The key characteristic of the miners above 10000 blocks, quite naturally, is that they are pools (or at least three of the five; the other two are solo miners though they are the smallest ones). Interestingly enough, the two non-pools have uncle rates of 8.1% and 3.5% respectively, a weighted average of 6.0% which is not much different from the 5.4% weighted average stale rate of the three pools; hence, in general, it seems as though the pools are very slightly more efficient than the solo miners, but once again the finding should not be taken as statistically significant; even though the sample size within each pool is very large, the sample size of pools is small. What’s more, the more efficient mining pool is not actually the largest one (nanopool) – it’s suprnova.
This leads us to an interesting question: where do the efficiencies and inefficiencies of pooled mining come from? On one hand, pools are likely very well connected to the network and do a good job of spreading their own blocks; they also benefit from a weaker version of the last-block effect (weaker version because there is still the single-hop round trip from miner to pool to miner). On the other hand, the delay in getting work from a pool after creating a block should slightly increase one’s stale rate: assuming a network latency of 200ms, by about 1%. It’s likely that these forces roughly cancel out.
The third key thing to measure is: just how much of the disparities that we see is because of a genuine inequality in how well-connected miners are, and how much is random chance? To check this, we can do a simple statistical test. Here are the deciles of the uncle rates of all miners that produced more than 100 blocks (ie. the first number is the lowest uncle rate, the second number is the 10th percentile, the third is the 20th percentile and so on until the last number is the highest):
[0.01125703564727955, 0.03481012658227848, 0.04812518452908179, 0.0582010582010582, 0.06701030927835051, 0.07642487046632124, 0.0847457627118644, 0.09588299024918744, 0.11538461538461539, 0.14803625377643503, 0.3787765293383271]
Here are the deciles generated by a random model where every miner has a 7.41% “natural” stale rate and all disparities are due to some being lucky or unlucky:
[0.03, 0.052980132450331126, 0.06140350877192982, 0.06594885598923284, 0.06948640483383686, 0.07207207207207207, 0.07488986784140969, 0.078125, 0.08302752293577982, 0.09230769230769231, 0.12857142857142856]

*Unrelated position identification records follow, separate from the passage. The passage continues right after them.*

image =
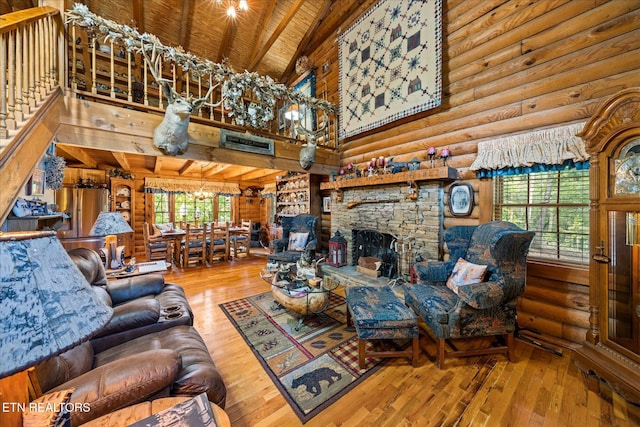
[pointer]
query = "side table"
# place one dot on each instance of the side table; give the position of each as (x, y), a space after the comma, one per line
(134, 413)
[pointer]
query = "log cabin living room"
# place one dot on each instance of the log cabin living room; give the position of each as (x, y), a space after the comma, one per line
(331, 212)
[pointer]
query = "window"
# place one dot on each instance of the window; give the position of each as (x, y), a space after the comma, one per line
(161, 213)
(183, 207)
(553, 204)
(189, 209)
(224, 208)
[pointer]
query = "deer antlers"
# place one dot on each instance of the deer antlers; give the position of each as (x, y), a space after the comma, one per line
(171, 135)
(308, 151)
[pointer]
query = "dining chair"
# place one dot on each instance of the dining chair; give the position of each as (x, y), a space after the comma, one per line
(155, 248)
(241, 239)
(194, 245)
(218, 244)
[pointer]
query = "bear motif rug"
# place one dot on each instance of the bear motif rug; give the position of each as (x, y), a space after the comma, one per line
(312, 365)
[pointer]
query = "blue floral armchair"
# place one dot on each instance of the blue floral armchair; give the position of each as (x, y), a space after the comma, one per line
(480, 309)
(296, 224)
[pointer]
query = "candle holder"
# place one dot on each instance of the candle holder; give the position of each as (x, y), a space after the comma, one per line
(444, 154)
(431, 153)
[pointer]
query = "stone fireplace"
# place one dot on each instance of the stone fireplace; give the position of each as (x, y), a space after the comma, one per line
(402, 228)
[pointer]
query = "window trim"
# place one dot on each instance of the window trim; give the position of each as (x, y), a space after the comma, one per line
(556, 206)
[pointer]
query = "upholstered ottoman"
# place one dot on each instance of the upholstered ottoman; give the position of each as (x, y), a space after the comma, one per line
(378, 314)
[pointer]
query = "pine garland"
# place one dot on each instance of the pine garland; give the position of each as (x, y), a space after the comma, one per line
(235, 85)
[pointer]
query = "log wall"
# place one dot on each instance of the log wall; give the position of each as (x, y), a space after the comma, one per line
(509, 66)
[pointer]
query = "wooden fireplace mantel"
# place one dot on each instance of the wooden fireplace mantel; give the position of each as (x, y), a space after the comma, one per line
(443, 173)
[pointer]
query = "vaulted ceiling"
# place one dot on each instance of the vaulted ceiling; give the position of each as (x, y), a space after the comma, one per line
(268, 38)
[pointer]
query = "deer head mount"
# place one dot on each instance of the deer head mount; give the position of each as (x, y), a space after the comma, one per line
(171, 135)
(308, 151)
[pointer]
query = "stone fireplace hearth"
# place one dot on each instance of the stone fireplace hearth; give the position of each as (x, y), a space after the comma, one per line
(414, 227)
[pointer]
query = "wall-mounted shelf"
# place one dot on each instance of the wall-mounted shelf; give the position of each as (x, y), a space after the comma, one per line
(444, 173)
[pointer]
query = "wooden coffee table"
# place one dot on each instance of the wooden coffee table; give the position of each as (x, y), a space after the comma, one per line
(296, 294)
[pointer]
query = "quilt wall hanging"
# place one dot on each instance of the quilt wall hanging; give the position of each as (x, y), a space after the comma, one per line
(390, 64)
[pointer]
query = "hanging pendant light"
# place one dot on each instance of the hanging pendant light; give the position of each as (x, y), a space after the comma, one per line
(201, 193)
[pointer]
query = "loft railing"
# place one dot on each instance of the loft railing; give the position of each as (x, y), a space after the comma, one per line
(30, 60)
(113, 69)
(39, 56)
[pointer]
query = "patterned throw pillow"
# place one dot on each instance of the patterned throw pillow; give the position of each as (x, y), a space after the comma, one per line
(298, 241)
(465, 273)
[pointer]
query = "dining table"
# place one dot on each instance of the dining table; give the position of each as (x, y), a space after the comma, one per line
(234, 232)
(174, 239)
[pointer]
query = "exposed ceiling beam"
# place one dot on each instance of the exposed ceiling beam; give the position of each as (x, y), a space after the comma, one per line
(266, 17)
(138, 15)
(259, 174)
(225, 42)
(216, 169)
(122, 160)
(276, 33)
(79, 154)
(322, 13)
(186, 20)
(157, 168)
(237, 172)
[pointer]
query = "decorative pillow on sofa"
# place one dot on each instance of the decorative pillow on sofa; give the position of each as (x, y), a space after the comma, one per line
(298, 241)
(465, 273)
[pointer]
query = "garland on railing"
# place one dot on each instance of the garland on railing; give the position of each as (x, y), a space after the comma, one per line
(265, 90)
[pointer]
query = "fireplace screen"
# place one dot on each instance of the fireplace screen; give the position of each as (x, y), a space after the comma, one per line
(371, 243)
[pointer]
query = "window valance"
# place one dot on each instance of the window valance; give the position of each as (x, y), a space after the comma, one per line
(546, 149)
(169, 185)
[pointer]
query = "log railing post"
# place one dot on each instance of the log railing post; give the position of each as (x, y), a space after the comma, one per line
(27, 47)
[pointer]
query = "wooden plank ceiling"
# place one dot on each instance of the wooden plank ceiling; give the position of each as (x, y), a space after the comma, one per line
(268, 38)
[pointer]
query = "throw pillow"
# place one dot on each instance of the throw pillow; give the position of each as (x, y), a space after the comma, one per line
(298, 241)
(465, 273)
(159, 228)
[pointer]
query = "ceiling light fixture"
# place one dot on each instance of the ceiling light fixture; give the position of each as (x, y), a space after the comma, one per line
(201, 193)
(233, 6)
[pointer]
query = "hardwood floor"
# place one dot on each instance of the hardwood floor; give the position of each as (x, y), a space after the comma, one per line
(540, 389)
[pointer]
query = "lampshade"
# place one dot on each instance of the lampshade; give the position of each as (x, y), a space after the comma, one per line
(109, 223)
(47, 305)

So we get roughly half of the effect. The other half actually does come from genuine connectivity differences; particularly, if you do a simple model where “natural” stale rates are random variables with a normal distribution around a mean of 0.09, standard deviation 0.06 and hard minimum 0 you get:
[0, 0.025374105400130124, 0.05084745762711865, 0.06557377049180328, 0.07669616519174041, 0.09032875837855091, 0.10062893081761007, 0.11311861743912019, 0.13307984790874525, 0.16252390057361377, 0.21085858585858586]
This is pretty close, although is does grow too fast on the low side and slowly on the high side; in reality, it seems that the best-fit “natural stale rate distribution” exhibits positive skewness, which we would expect given the dimishing returns in spending increasing effort on making oneself more and more well-connected to the network. All in all, the effects are not very large; especially when divided by 8 after the uncle mechanism is taken into account, the disparities are much smaller than the disparities in electricity costs. Hence, the best approaches to improving decentralization moving forward are arguably highly concentrated in coming up with more decentralized alternatives to mining pools; perhaps mining pools implementing something like Meni Rosenfeld’s Multi-PPS may be a medium term solution.